Possessing a terrific sense of time, great taste in repertoire, and a
singularly unique "sound," this Chicago resident is no jazzette
wannabe. "You might hear me sing a phrase here or there like Ella,
Sarah, Billie, or Betty," she writes in the disc’s liner notes. "[But]
I too have my own creative identity. That’s the way it should be."
Despite this "confession," hardly a riff or lick here appears
lifted from these or any others of the usual songbird suspects. If Griffin
cribs from anyone, it’s saxophone players; nearly every number concludes
with her vocalizing a little sax-like fillip.
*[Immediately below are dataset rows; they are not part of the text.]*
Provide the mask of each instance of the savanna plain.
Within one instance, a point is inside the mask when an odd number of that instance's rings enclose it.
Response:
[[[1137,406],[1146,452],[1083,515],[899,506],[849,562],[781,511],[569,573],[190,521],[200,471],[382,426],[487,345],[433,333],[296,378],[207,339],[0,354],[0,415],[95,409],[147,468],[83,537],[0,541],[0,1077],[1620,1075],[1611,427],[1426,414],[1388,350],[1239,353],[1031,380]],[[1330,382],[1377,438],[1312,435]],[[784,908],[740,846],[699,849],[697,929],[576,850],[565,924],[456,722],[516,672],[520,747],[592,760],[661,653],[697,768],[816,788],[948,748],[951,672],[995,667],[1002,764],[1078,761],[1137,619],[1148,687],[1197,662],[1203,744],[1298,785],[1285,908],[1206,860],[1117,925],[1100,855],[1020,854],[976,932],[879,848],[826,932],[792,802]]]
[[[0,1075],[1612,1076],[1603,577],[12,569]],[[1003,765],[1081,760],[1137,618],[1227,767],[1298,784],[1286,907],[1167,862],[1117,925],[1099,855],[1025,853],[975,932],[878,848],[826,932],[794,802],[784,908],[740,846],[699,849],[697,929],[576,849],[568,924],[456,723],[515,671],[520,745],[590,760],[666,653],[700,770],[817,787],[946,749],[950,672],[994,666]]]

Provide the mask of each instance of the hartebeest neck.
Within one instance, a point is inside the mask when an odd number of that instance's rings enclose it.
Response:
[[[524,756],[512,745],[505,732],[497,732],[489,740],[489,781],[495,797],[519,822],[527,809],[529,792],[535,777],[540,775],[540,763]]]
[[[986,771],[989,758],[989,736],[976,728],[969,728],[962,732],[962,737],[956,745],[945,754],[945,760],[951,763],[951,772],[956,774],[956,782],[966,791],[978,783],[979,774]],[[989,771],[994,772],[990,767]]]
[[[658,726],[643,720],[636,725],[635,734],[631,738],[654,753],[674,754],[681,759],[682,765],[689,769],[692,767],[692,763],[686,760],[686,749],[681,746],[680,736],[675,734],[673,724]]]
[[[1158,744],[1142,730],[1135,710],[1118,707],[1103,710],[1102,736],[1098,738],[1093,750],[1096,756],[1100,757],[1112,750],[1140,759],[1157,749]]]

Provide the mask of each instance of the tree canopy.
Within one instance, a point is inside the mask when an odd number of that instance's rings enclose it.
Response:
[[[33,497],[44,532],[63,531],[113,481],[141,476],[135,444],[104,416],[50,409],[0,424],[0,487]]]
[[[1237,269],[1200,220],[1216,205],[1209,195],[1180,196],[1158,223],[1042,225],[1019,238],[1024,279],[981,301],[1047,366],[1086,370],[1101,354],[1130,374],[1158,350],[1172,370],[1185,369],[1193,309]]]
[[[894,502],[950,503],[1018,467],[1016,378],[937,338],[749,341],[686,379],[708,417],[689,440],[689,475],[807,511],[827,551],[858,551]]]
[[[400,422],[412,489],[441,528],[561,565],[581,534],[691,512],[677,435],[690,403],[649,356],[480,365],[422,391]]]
Griffin is twice as adventurous
as many singers half her age, with a friendly, immediately identifiable,
slightly Billie Holiday-like – heavy on head, light on chest tones – alto
instrument that manages to get the job done despite its somewhat limited
range. When she transposes downward it’s not out of fear but because that’s
where she wants to go.
By the early 1960s Griffin had amassed an impressive dossier of appearances
– mostly sitting in – with the likes Charlie Parker, Sonny Stitt, Roy
Eldridge, Jimmy Heath, Benny Bailey, Miles Davis, and Dizzy Gillespie.
Perhaps her most interesting credit was singing with vocalese pioneer
King Pleasure, circa 1970, when he needed a vocalist to do the female
parts on Red Top and the classic Moody’s Mood for Love on
live dates. Previously, those shoes had been filled by the likes of Betty
Carter, Annie Ross and Blossom Dearie. But after that, Griffin stopped
singing for more than a decade.
The first time I heard the unfamiliar Griffin on the radio I assumed she
was young and new to the "scene." It was only after I’d made
some inquiries that I learned she’d been around the block a few times.
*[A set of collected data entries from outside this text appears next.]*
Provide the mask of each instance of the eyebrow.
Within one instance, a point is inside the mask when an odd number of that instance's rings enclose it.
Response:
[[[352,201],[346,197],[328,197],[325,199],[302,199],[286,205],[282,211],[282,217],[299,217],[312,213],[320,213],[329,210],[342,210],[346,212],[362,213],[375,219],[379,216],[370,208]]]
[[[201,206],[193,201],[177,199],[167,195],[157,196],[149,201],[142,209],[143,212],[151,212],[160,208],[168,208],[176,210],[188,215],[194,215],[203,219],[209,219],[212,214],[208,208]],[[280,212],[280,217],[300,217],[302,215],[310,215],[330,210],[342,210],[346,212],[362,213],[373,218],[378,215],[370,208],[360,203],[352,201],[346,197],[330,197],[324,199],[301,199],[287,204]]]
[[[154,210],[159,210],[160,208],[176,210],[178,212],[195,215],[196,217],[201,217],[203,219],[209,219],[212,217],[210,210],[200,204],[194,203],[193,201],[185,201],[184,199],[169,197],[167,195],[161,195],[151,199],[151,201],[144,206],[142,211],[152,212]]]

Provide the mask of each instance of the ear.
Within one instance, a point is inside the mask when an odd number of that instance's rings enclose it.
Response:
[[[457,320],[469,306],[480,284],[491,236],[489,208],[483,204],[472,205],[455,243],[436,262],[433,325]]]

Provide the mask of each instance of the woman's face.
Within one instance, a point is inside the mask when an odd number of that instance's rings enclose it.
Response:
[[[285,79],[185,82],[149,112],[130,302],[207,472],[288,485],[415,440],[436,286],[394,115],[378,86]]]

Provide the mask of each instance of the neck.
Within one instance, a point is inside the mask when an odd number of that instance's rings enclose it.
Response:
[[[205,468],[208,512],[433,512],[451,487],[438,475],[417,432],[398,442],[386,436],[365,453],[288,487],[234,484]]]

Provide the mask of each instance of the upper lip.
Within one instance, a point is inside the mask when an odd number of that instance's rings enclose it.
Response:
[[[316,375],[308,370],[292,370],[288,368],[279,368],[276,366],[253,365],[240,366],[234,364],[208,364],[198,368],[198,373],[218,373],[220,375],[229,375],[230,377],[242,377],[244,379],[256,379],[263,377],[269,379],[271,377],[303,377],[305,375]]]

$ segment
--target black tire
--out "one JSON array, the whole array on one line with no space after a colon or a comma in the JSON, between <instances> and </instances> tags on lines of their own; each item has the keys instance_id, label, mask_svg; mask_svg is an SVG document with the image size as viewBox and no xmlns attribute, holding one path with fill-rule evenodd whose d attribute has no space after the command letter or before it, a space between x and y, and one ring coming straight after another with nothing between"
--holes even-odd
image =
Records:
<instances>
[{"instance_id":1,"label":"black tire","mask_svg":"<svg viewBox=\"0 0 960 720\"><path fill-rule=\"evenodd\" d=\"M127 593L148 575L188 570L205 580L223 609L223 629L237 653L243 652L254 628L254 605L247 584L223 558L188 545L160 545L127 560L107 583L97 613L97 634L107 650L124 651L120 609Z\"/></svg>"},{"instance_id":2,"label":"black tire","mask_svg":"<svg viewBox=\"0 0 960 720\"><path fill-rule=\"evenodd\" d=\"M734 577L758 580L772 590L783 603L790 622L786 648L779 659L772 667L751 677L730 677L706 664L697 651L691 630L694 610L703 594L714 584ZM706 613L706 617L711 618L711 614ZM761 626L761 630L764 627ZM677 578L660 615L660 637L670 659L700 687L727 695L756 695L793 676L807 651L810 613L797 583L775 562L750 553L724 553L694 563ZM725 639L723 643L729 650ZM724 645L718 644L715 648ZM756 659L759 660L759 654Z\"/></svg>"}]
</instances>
In her sixties (?), she just might just be the oldest jazz singer to have
made a recorded solo debut (she’s been a guest on a few other recent Delmark
releases). The attractive cover photo, however, depicts a lovely African-American
woman "of a certain age" betraying remarkably little wear and
tear.
Francine Griffin’s story is the time-worn one about: jazz singer gets
a healthy, regional career going; jazz giants come through Cincinnati,
Ohio and encourage her to make the leap from little pond to big one; but
marriage and motherhood call, and she hangs it all up in favor of familial
obligation. She credits an entertainer from a somewhat earlier era, Alberta
Hunter, as her inspiration for coming out of the retirement and getting
back, fifteen years ago, to the business of singing.
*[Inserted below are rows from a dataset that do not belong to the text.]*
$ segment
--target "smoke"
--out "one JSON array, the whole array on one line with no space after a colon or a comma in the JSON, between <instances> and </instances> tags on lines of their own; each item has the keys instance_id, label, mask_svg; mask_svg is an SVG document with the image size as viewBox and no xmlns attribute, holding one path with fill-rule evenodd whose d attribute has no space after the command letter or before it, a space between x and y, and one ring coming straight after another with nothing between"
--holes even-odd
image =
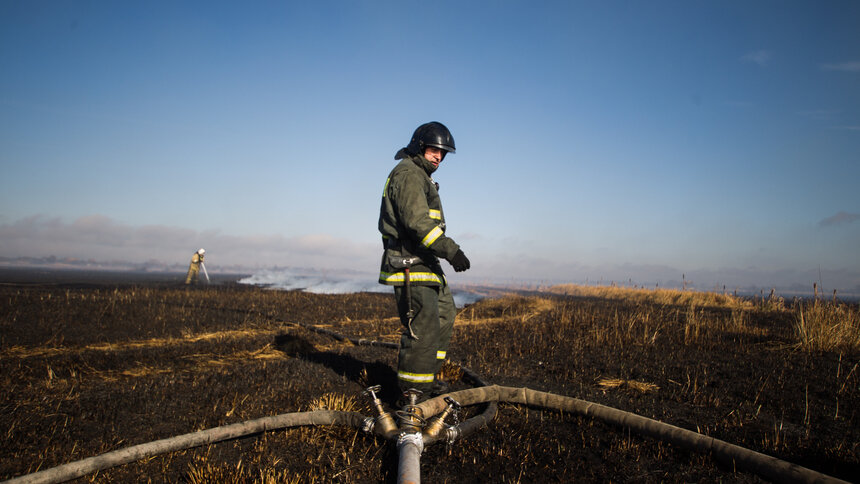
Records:
<instances>
[{"instance_id":1,"label":"smoke","mask_svg":"<svg viewBox=\"0 0 860 484\"><path fill-rule=\"evenodd\" d=\"M239 283L284 291L302 290L314 294L388 292L391 290L389 287L377 283L373 274L334 274L318 269L297 268L265 269L240 279Z\"/></svg>"},{"instance_id":2,"label":"smoke","mask_svg":"<svg viewBox=\"0 0 860 484\"><path fill-rule=\"evenodd\" d=\"M824 230L856 226L860 214L838 212L818 222ZM823 230L822 230L823 231ZM475 240L479 237L472 235ZM480 247L480 244L475 244ZM0 264L86 265L136 270L184 271L194 251L206 249L206 268L213 273L254 274L246 284L282 290L351 293L386 292L377 284L379 242L330 234L222 234L167 225L136 226L102 215L71 222L56 217L33 216L0 223ZM754 254L752 262L738 260L730 267L683 267L653 264L646 260L587 264L587 256L558 251L469 252L472 269L451 274L458 305L474 302L478 295L463 284L507 286L558 283L624 283L646 287L687 287L711 290L723 286L739 290L775 287L799 291L813 281L839 290L860 293L860 270L852 260L842 267L812 261L775 261ZM703 254L703 260L707 257ZM278 269L312 267L313 269ZM269 268L269 270L266 270ZM349 272L344 268L354 269ZM682 281L682 274L685 279ZM819 276L821 274L821 276ZM692 281L692 284L691 284ZM458 286L458 283L461 286Z\"/></svg>"},{"instance_id":3,"label":"smoke","mask_svg":"<svg viewBox=\"0 0 860 484\"><path fill-rule=\"evenodd\" d=\"M239 280L249 284L282 291L306 291L314 294L351 294L356 292L379 292L392 294L390 286L377 282L377 274L330 272L319 269L266 269ZM484 295L470 289L453 288L454 304L463 307L474 303Z\"/></svg>"}]
</instances>

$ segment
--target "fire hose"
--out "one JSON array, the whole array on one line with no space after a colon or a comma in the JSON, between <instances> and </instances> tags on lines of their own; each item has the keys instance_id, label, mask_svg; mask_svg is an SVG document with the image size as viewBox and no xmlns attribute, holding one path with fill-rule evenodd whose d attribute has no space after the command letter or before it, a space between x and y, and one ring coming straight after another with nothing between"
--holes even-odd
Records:
<instances>
[{"instance_id":1,"label":"fire hose","mask_svg":"<svg viewBox=\"0 0 860 484\"><path fill-rule=\"evenodd\" d=\"M315 330L319 331L321 329L316 328ZM368 343L365 342L364 344ZM376 418L365 417L356 412L329 410L263 417L115 450L13 478L6 481L6 483L60 483L82 477L92 472L166 452L175 452L269 430L304 425L345 425L362 429L366 432L372 432L386 439L396 439L399 453L398 483L418 483L420 482L420 455L424 447L440 440L453 443L453 441L466 437L476 430L487 426L495 416L498 402L558 410L583 417L591 417L610 425L629 429L646 437L669 442L683 449L710 453L721 462L733 464L738 468L754 472L776 482L846 482L713 437L598 403L529 388L498 385L487 386L486 382L475 373L467 368L462 369L468 379L472 380L476 385L481 386L452 392L421 403L417 403L420 392L407 391L410 403L403 409L395 412L399 424L395 423L392 415L384 410L382 402L376 396L376 392L380 390L380 387L375 386L366 389L365 394L371 397L371 401L377 411ZM467 419L456 426L447 426L444 423L445 418L459 407L482 403L488 404L483 413Z\"/></svg>"},{"instance_id":2,"label":"fire hose","mask_svg":"<svg viewBox=\"0 0 860 484\"><path fill-rule=\"evenodd\" d=\"M721 462L733 464L738 468L776 482L846 482L723 440L578 398L529 388L497 385L461 390L450 393L447 397L458 400L461 405L475 405L482 402L515 403L592 417L604 423L623 427L637 434L662 440L686 450L710 453ZM445 403L442 398L436 397L418 404L418 407L425 415L434 415L445 409ZM454 431L452 430L452 432ZM427 444L428 442L425 440L424 443Z\"/></svg>"},{"instance_id":3,"label":"fire hose","mask_svg":"<svg viewBox=\"0 0 860 484\"><path fill-rule=\"evenodd\" d=\"M134 445L124 449L107 452L76 462L70 462L6 481L9 484L54 484L66 482L87 474L116 467L129 462L153 457L167 452L190 449L201 445L213 444L222 440L235 439L268 430L303 425L347 425L362 428L365 417L356 412L336 412L317 410L313 412L285 413L263 417L242 423L215 427L189 434L179 435L153 442Z\"/></svg>"},{"instance_id":4,"label":"fire hose","mask_svg":"<svg viewBox=\"0 0 860 484\"><path fill-rule=\"evenodd\" d=\"M209 273L206 272L206 264L204 264L203 261L200 261L200 268L203 269L203 275L206 276L206 284L211 283L212 281L209 280Z\"/></svg>"}]
</instances>

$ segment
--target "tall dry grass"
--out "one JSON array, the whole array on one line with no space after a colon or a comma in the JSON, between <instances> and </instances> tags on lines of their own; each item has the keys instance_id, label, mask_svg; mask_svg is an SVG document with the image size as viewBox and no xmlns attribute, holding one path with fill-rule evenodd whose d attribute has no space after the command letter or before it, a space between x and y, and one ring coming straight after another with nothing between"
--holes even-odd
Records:
<instances>
[{"instance_id":1,"label":"tall dry grass","mask_svg":"<svg viewBox=\"0 0 860 484\"><path fill-rule=\"evenodd\" d=\"M742 297L706 291L681 291L678 289L647 289L617 286L581 286L578 284L559 284L547 289L551 294L592 297L599 299L623 300L634 303L751 308L753 303Z\"/></svg>"},{"instance_id":2,"label":"tall dry grass","mask_svg":"<svg viewBox=\"0 0 860 484\"><path fill-rule=\"evenodd\" d=\"M856 306L833 302L798 305L794 333L804 351L860 351L860 314Z\"/></svg>"},{"instance_id":3,"label":"tall dry grass","mask_svg":"<svg viewBox=\"0 0 860 484\"><path fill-rule=\"evenodd\" d=\"M634 304L686 306L685 340L695 342L701 330L709 326L703 324L702 308L731 309L730 324L723 324L722 330L738 330L746 325L749 314L755 313L794 313L794 336L798 348L804 351L860 351L860 312L857 305L834 301L814 302L804 305L787 305L785 299L771 290L768 296L751 300L730 294L707 291L681 291L674 289L646 289L616 286L580 286L562 284L552 286L548 292L570 296L590 297L624 301ZM653 307L651 309L654 310Z\"/></svg>"}]
</instances>

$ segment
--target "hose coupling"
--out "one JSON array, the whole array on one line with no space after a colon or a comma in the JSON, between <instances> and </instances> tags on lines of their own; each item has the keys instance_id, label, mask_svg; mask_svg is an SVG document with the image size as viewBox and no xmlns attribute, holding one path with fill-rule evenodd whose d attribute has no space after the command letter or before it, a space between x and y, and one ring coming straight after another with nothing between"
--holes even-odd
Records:
<instances>
[{"instance_id":1,"label":"hose coupling","mask_svg":"<svg viewBox=\"0 0 860 484\"><path fill-rule=\"evenodd\" d=\"M439 415L431 418L427 423L427 426L424 428L424 436L426 438L435 440L439 434L442 433L442 429L445 427L445 418L460 409L460 403L451 397L445 397L445 403L447 403L448 406L439 412Z\"/></svg>"},{"instance_id":2,"label":"hose coupling","mask_svg":"<svg viewBox=\"0 0 860 484\"><path fill-rule=\"evenodd\" d=\"M398 449L410 444L418 449L419 454L424 452L424 438L421 432L404 432L397 437Z\"/></svg>"},{"instance_id":3,"label":"hose coupling","mask_svg":"<svg viewBox=\"0 0 860 484\"><path fill-rule=\"evenodd\" d=\"M448 445L452 445L455 440L460 438L460 428L459 427L448 427L445 429L445 442Z\"/></svg>"},{"instance_id":4,"label":"hose coupling","mask_svg":"<svg viewBox=\"0 0 860 484\"><path fill-rule=\"evenodd\" d=\"M361 421L361 431L370 433L373 431L373 427L376 424L376 419L370 417L364 417L364 420Z\"/></svg>"}]
</instances>

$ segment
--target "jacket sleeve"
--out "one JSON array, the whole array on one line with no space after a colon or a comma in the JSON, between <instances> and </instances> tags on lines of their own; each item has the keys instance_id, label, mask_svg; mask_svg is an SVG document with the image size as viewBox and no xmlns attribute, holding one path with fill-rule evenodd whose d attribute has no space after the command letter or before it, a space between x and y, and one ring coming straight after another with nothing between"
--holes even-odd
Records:
<instances>
[{"instance_id":1,"label":"jacket sleeve","mask_svg":"<svg viewBox=\"0 0 860 484\"><path fill-rule=\"evenodd\" d=\"M424 180L411 173L391 181L394 209L410 239L429 250L436 257L450 259L460 246L445 235L439 220L431 217L424 193Z\"/></svg>"}]
</instances>

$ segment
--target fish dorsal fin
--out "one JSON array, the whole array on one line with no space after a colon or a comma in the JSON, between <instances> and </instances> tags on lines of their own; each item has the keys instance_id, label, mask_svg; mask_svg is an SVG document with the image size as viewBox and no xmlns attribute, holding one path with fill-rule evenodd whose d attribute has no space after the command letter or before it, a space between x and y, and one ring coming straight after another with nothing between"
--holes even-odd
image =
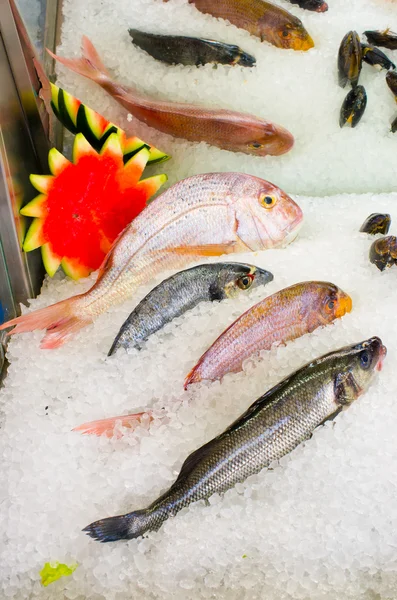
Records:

For back-up she’s called upon the services of some of the Second City’s
finest musicians: rapidly emerging pianist, Willie Pickens, arranger-trombonist
Paul Schmidt; and how about those righteous tenor and alto sax solos by
Hank Ford and Mike Smith on Two Little Words and If I Were a
Bell? The former is an otherwise unforgettable piece of (apparently)
original material. Why open with this as opposed to something more familiar
like You’ve Changed, You Won’t Forget Me, or It’s Crazy?
Or the other obscurer number, With a Twist of the Wrist? Maybe
it’s Griffin’s way of laying claim to a song of her own. As if to say,
"You’ve never heard this before; you’ve never heard me before."
Then she moves on to the standard, If I Were a Bell, and puts her
brand on that one, too.
Intonation is sometimes a problem with Griffin, not for lack of serviceable
pitch but due to a tendency to occasionally paint herself into a corner.
As on Body and Soul, somewhat modeled on the classic Coleman Hawkins,
with its double time bridge. For a few bars, so tangled does she become
in a morass of triad substitutions, it looks as if she might never get
back home. In short order, though, she returns to the chord. It’s a small
enough price to pay for all the musical playfulness. Pronunciation also
proves a minor problem, especially in the form of a dropped "S"
at the end of a word. But who’s counting? The vocal homage to the art
of the saxophone; the catch of the breath at the end of You’ve Changed;
the shout of joy at the conclusion of 4 minutes and 20 seconds of a scatted
Anthropology; and many other moments like this make it hard to
hold back on the hyperbole. She calls herself Francine "Song Bird"
Griffin. Songbirds is pleased to be (nearly) sharing the singer’s
nickname and album title with her.
The tracks for The Song Bird, equally divided between ballads and
swingers, were recorded seven years apart, in 1991 and 1998. One wonders
why it took so long to get this to market. The good news is that Griffin
only got better in the ensuing years: the five 1998 cuts definitely have
the edge. Her later voice is more assured, placed, this time around, in
a slightly lower register.
Griffin’s is a comeback tale of a never-was who, nevertheless, should’ve
been. In phase one of her career, in the mid-1950s, she was a fixture
on the so-called Black Chittlin’Circuit, during its final, faltering days,
touring the Midwest and South with the likes of Little Jimmy Scott and
Big Maybelle. Then she settled in Chicago and became part of the city’s
legendary South Side musical scene. But "after marriage and becoming
the mother of several children," the liner notes inform, "Francine’s
career was put on hold."
And how has she kept her jazz skills honed and chops in shape these last
fifteen years? Among other noble deeds, by helping to introduce, under
the aegis of the Jazz Institute of Chicago, "The Art of Swing and
Be-Bop" in high schools. What a snap course! What a teacher! The
art of jazz singing is alive and well and living in the heartland of America.
Tracks
Two Little Words (Moore)
If I Were a Bell (Loesser)
You've Changed (Fischer, Carey)
Anthropology (Bishop, Gillespie)
Inside a Silent Tear (Dearie, Blackwolf)
It's Crazy (Rogers, Fields)
Don't Be on the Outside (Kelly, Watts, Wyche)
I Remember Clifford (Golson)
Will You Still Be Mine? (Adair, Dennis)
It Don't Mean a Thing (Ellington, Mills)
With a Twist of the Wrist (Graham)
You Won't Forget Me (Goell, Spielman)
I Hadn't Anyone Till You (Noble)
Body and Soul (Green, Heyman, Sour)
Produced by Robert G. Koester and Paul Serrano. 66:45.